In Reply to: The spring.. posted by Lynnette

Lynnette,

I've had just enough exposure to research results regarding hunting practices of pre-contact people in the Central and Northern Rockies to be dangerous, but I will still offer a few thoughts.

There are remnant game-drive walls still visible along today's Trail Ridge Road in Rocky Mountain National Park, that were used to channel bighorn sheep, elk, or both toward waiting hunters. I've heard Dr. Larry Loendorf describe the creative system developed by the Crow to channel and direct bison to buffalo jumps or groups of waiting hunters. (It was a remarkable use of intense understanding of bison perception and the poor vision of bison to minimize the need for game-drive stations and participating personnel.)

It is not difficult to imagine bison having used the area you traversed to gain shelter from harsh weather and concealment from predators.
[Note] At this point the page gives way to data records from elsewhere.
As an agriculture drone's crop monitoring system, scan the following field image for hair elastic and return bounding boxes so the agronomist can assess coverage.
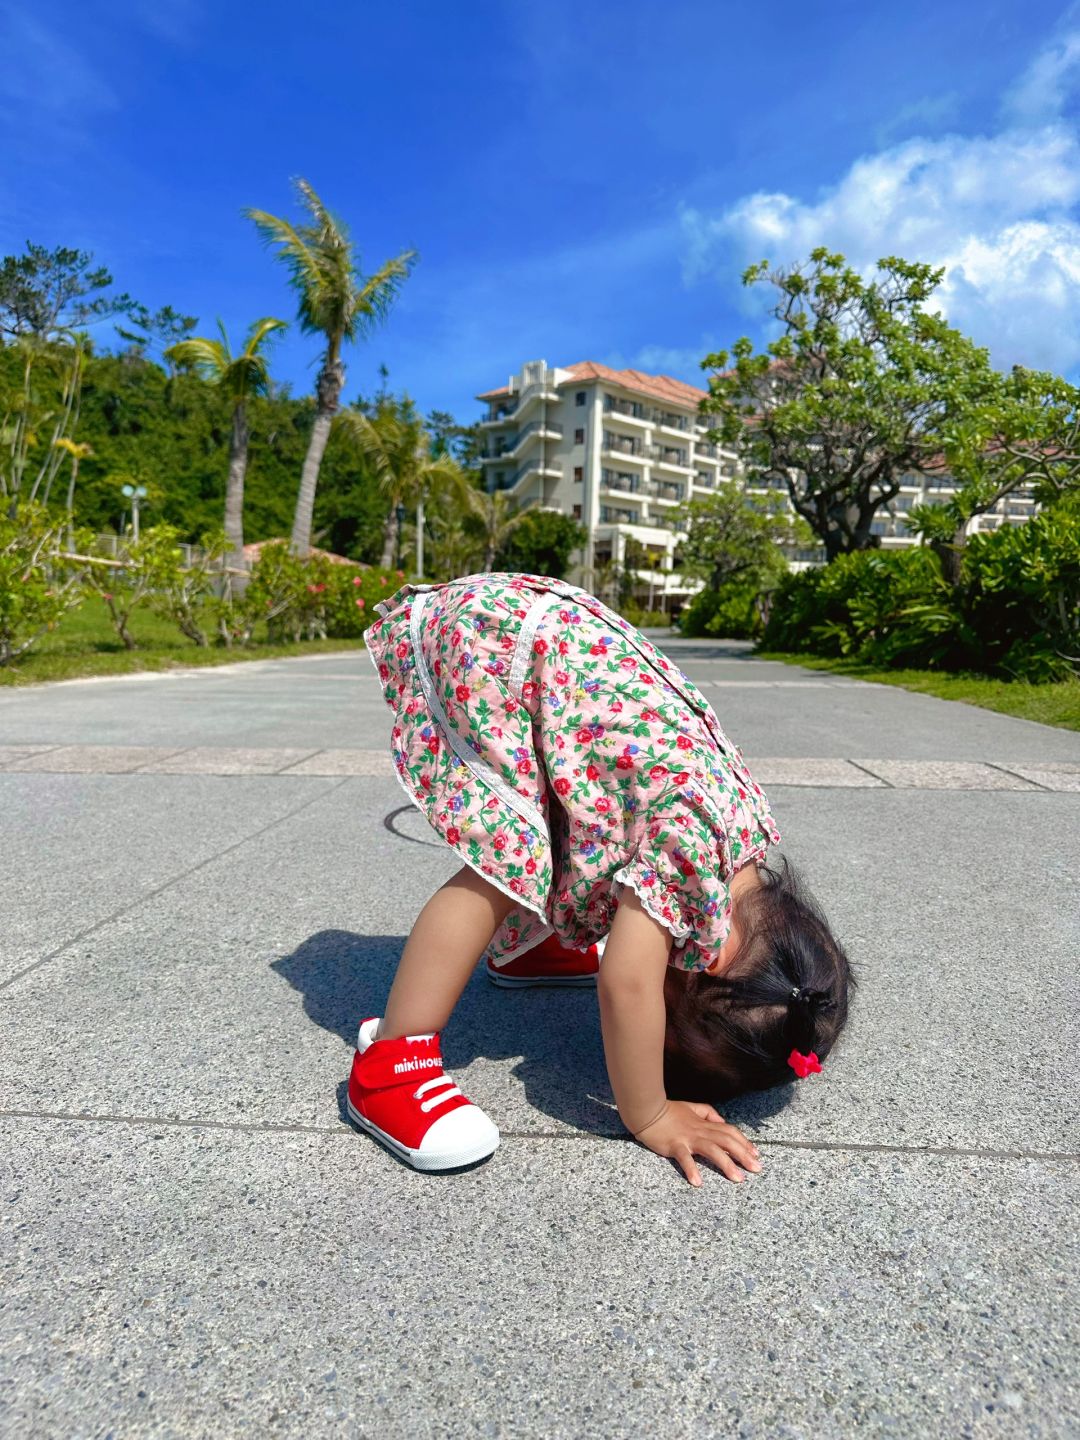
[787,1049,823,1079]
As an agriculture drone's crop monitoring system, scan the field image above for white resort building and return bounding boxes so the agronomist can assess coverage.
[476,359,1037,612]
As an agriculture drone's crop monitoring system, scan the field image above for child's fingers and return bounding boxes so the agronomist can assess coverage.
[702,1142,747,1185]
[714,1127,762,1172]
[674,1145,702,1187]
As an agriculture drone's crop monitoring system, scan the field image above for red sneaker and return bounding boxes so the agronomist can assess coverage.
[347,1018,499,1171]
[486,934,601,988]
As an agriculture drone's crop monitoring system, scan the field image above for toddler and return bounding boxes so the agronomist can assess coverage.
[348,573,852,1185]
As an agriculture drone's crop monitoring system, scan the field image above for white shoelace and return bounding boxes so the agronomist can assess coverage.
[415,1075,463,1113]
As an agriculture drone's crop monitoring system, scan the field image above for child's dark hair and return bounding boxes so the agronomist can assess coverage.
[664,856,854,1101]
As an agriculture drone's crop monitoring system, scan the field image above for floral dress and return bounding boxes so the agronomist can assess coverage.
[365,573,781,972]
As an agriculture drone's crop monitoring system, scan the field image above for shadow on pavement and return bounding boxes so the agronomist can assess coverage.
[272,929,794,1139]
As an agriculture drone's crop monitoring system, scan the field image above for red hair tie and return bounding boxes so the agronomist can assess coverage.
[787,1049,822,1079]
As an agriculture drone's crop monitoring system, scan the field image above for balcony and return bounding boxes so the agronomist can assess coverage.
[654,410,690,433]
[693,471,716,490]
[653,446,690,470]
[600,470,642,494]
[602,432,650,462]
[496,454,563,491]
[483,418,563,461]
[604,396,649,423]
[651,481,685,504]
[599,504,641,525]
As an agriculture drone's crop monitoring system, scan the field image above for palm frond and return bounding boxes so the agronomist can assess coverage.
[348,250,419,339]
[243,316,288,356]
[165,336,230,380]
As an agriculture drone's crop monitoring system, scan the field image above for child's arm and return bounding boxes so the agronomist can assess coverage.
[598,891,762,1187]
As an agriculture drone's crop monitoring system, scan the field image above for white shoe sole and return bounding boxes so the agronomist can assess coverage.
[486,967,598,988]
[347,1099,500,1171]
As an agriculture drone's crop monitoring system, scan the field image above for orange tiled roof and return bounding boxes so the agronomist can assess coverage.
[562,361,707,408]
[243,540,364,567]
[478,362,707,408]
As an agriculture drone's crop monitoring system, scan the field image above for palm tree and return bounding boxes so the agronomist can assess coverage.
[341,398,462,569]
[166,317,287,581]
[50,437,93,550]
[459,486,527,570]
[244,180,416,555]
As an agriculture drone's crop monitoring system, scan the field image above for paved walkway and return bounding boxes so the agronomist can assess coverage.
[2,642,1077,1437]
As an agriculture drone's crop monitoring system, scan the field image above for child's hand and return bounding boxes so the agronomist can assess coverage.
[633,1101,762,1187]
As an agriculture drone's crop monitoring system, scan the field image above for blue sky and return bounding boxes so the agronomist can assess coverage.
[4,0,1080,421]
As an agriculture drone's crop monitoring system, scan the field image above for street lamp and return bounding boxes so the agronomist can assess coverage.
[395,502,405,571]
[121,483,148,541]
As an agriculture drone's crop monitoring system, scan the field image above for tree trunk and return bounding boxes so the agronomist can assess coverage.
[931,528,966,588]
[225,402,249,591]
[291,354,344,555]
[65,457,79,552]
[380,506,398,568]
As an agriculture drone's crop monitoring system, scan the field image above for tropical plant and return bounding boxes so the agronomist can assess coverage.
[166,317,287,578]
[496,507,585,578]
[50,437,92,544]
[676,486,803,592]
[339,397,462,567]
[700,249,1069,561]
[92,527,178,650]
[244,180,416,554]
[0,505,87,663]
[907,371,1080,585]
[459,487,527,571]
Pre-history hunters would have known that bison would have to leave the gulleys periodically to forage and visit the spring. The gulleys may have been used as de facto game-drive walls, but the remaining question is exactly how the killing was accomplished. Atlatls and obsidian knives are likely possibilities, but I still have questions about the logistics of the hunt.
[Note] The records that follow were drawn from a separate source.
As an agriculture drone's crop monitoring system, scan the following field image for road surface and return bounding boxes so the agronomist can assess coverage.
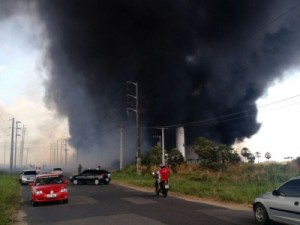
[15,182,259,225]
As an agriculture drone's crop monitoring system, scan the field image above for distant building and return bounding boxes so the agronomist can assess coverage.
[185,146,200,164]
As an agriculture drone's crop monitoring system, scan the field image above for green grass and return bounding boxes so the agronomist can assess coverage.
[1,162,299,223]
[0,172,20,225]
[112,162,300,205]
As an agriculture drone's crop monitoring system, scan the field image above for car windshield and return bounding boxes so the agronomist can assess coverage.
[24,171,37,175]
[36,177,63,185]
[53,168,62,171]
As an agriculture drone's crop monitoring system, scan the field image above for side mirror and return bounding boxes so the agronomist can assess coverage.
[272,190,280,196]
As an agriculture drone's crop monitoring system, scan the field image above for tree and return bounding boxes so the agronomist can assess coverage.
[194,137,216,162]
[142,146,163,166]
[229,151,242,164]
[241,147,250,161]
[265,152,271,160]
[255,152,261,163]
[168,148,184,168]
[193,137,241,169]
[218,144,233,165]
[247,153,255,163]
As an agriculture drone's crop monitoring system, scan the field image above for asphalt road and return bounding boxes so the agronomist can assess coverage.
[16,182,258,225]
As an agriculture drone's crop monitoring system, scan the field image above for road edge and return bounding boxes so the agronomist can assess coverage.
[112,180,252,211]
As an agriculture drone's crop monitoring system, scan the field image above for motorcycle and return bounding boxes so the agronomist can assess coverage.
[152,172,170,197]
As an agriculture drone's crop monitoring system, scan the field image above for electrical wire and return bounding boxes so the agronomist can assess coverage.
[142,93,300,129]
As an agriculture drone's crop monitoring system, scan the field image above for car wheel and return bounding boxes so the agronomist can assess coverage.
[63,199,68,204]
[31,200,38,207]
[94,179,100,185]
[254,203,269,225]
[72,179,78,185]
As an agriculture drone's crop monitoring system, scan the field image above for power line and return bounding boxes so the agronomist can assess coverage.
[142,93,300,129]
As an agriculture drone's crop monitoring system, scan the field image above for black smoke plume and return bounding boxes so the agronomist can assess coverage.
[36,0,300,166]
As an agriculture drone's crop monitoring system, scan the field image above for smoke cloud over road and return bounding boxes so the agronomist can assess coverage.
[32,0,300,165]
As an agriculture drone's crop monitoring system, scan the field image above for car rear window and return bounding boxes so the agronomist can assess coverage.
[36,176,63,185]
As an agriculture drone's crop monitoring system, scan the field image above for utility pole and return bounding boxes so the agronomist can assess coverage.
[3,141,7,166]
[25,148,29,165]
[57,140,59,165]
[157,127,168,165]
[20,125,25,166]
[126,81,141,175]
[9,118,14,172]
[64,139,68,168]
[49,143,52,165]
[119,125,125,170]
[60,139,63,166]
[14,120,21,170]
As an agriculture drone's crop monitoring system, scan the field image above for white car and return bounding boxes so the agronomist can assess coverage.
[51,168,63,175]
[253,176,300,225]
[20,170,38,185]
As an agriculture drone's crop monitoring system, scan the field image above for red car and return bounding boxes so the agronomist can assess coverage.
[29,174,69,206]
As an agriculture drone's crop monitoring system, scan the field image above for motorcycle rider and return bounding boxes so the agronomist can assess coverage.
[157,163,170,190]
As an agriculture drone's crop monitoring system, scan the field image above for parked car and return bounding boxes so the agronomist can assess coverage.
[69,169,111,185]
[29,173,69,206]
[51,167,63,175]
[253,176,300,225]
[20,170,38,185]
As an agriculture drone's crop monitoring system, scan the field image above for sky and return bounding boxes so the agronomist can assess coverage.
[236,71,300,162]
[0,5,71,169]
[1,1,300,169]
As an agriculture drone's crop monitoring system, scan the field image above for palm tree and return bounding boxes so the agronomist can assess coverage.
[247,153,255,163]
[265,152,271,161]
[255,152,261,163]
[241,147,250,162]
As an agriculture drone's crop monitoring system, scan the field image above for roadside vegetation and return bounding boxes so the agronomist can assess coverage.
[113,161,300,206]
[113,136,300,206]
[1,136,300,224]
[0,172,20,225]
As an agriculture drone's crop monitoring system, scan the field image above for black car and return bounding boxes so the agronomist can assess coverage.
[69,169,111,185]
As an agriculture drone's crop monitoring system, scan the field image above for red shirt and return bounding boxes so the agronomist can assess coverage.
[159,167,170,181]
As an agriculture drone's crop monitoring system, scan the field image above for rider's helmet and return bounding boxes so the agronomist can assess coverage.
[159,163,165,168]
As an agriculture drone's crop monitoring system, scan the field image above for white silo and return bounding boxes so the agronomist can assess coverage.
[176,127,186,160]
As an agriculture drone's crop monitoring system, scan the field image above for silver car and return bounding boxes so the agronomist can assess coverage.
[20,170,38,185]
[253,176,300,225]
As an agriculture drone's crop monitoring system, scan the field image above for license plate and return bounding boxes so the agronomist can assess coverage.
[164,185,169,189]
[47,193,57,198]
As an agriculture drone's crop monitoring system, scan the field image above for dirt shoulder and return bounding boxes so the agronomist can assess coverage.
[112,180,252,211]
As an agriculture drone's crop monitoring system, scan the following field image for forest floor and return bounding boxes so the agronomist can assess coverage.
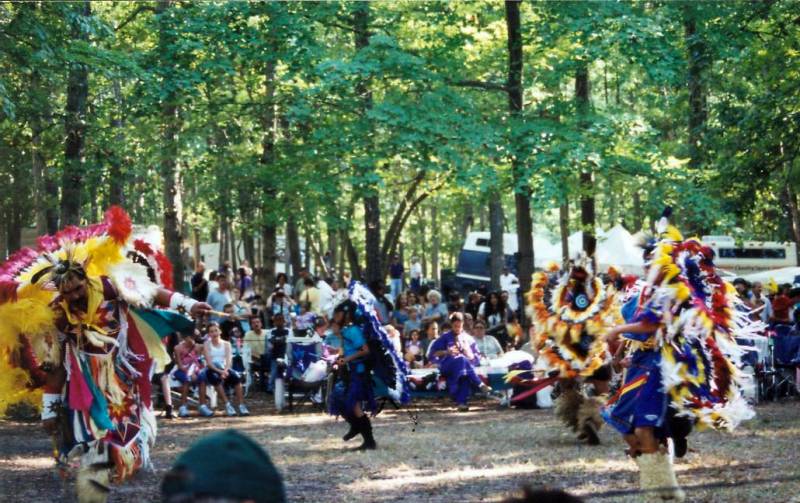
[1,396,800,503]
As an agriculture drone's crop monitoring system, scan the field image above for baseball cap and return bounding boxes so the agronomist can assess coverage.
[161,429,286,503]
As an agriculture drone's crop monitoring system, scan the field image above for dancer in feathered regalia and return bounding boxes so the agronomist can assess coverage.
[525,257,621,445]
[602,209,757,501]
[0,207,210,502]
[327,282,411,450]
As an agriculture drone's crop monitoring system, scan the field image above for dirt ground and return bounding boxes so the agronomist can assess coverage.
[1,397,800,503]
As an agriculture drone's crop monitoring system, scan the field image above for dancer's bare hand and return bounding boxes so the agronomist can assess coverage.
[190,302,212,318]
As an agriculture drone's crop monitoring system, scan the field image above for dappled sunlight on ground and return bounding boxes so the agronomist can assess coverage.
[1,397,799,502]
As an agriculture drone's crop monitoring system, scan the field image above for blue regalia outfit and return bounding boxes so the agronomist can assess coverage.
[327,282,411,450]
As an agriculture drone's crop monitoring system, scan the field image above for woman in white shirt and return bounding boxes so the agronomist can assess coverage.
[197,323,249,417]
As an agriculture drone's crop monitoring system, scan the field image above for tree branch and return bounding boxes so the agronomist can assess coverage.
[115,5,157,32]
[448,79,509,93]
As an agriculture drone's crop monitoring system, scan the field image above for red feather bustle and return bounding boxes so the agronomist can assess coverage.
[105,206,133,244]
[155,252,174,290]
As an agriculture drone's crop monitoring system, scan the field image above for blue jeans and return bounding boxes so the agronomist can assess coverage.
[390,278,403,301]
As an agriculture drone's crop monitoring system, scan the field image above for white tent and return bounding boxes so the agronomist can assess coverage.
[561,228,644,275]
[741,267,800,286]
[597,225,645,274]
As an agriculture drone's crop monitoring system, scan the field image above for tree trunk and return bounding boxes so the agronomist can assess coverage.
[327,225,338,275]
[786,186,800,266]
[505,0,534,309]
[108,79,125,207]
[158,0,184,290]
[218,215,227,263]
[261,224,277,298]
[460,200,473,241]
[341,229,362,280]
[559,202,570,265]
[192,227,201,268]
[489,199,504,290]
[684,7,707,170]
[229,221,238,270]
[431,203,440,286]
[353,3,381,286]
[633,190,643,231]
[576,63,596,262]
[287,215,302,280]
[60,0,91,227]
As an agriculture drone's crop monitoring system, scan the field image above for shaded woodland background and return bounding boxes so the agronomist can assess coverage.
[1,0,798,299]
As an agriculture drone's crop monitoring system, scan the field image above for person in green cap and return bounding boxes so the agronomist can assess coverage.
[161,429,286,503]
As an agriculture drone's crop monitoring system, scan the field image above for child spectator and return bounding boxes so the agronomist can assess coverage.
[402,307,421,337]
[404,329,424,368]
[173,332,202,417]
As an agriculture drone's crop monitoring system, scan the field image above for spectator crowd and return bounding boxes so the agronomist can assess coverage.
[157,254,527,418]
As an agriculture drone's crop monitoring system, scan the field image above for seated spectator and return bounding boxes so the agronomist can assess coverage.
[464,291,483,321]
[237,266,255,301]
[751,281,772,323]
[426,312,491,411]
[266,313,290,393]
[243,316,268,391]
[392,293,410,331]
[206,276,233,323]
[173,332,202,418]
[276,272,293,297]
[299,277,322,315]
[733,278,754,310]
[267,287,294,327]
[472,320,504,363]
[404,329,424,368]
[321,318,342,357]
[157,332,181,419]
[447,292,464,314]
[479,291,511,330]
[421,320,438,364]
[770,284,799,326]
[208,270,220,294]
[463,312,474,333]
[220,303,245,341]
[407,291,423,317]
[294,301,316,333]
[370,281,394,323]
[402,307,421,337]
[421,290,448,327]
[198,323,249,417]
[161,429,286,503]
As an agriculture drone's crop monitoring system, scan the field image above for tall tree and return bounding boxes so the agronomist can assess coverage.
[353,2,382,286]
[505,0,534,311]
[157,0,185,290]
[60,1,91,227]
[575,63,596,261]
[684,4,707,170]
The Tukudika (AKA Sheepeaters) or Mountain Shoshone were forced to retreat into the remote mountains near today's Dubois, Wyoming in the mid-1800s by the encroachment of European in-migration. With an understanding of sheep behavior, similar to that exhibited by the Crow regarding bison, the Tukudika developed very creative sheep-drive systems that took advantage of bighorn tendencies to flee upwards toward the safety of rocky areas when threatened. The Tukudika also used a minimalist strategy to deploy personnel at sheep-drive stations. When the fleeing sheep finally crested the ridgeline, they found themselves forced via fencing into a steadily narrowing corral that proceeded down the other side of the ridge. Eventually, they would find themselves in a tight space, where waiting hunters would deliver a killing blow with a club to their head. I have visited one of these sites, and thanks to its relative newness, one can still see most of the system components, although the fencing along the ridgeline is pretty much gone. I find myself wondering if pre-history people at Hudson-Meng developed something similar to hunt bison, but tailored to the unique nature of the quarry.

Another possible method, depending on what the ground underlying the spring is like, would simply be to drive the bison into the spring, where they would get "stuck in the mud". Of course, dragging a bison carcass out of the spring might have been a rather difficult task.

I'm just glad that our society is preserving these sites, and not getting overly enthusiastic about going through everything. Who knows what enhanced capabilities and technologies will be available to us in the coming centuries?

Thanks for posting this very entertaining trip report. You got some great photos, and I very much appreciate your sharing them with us!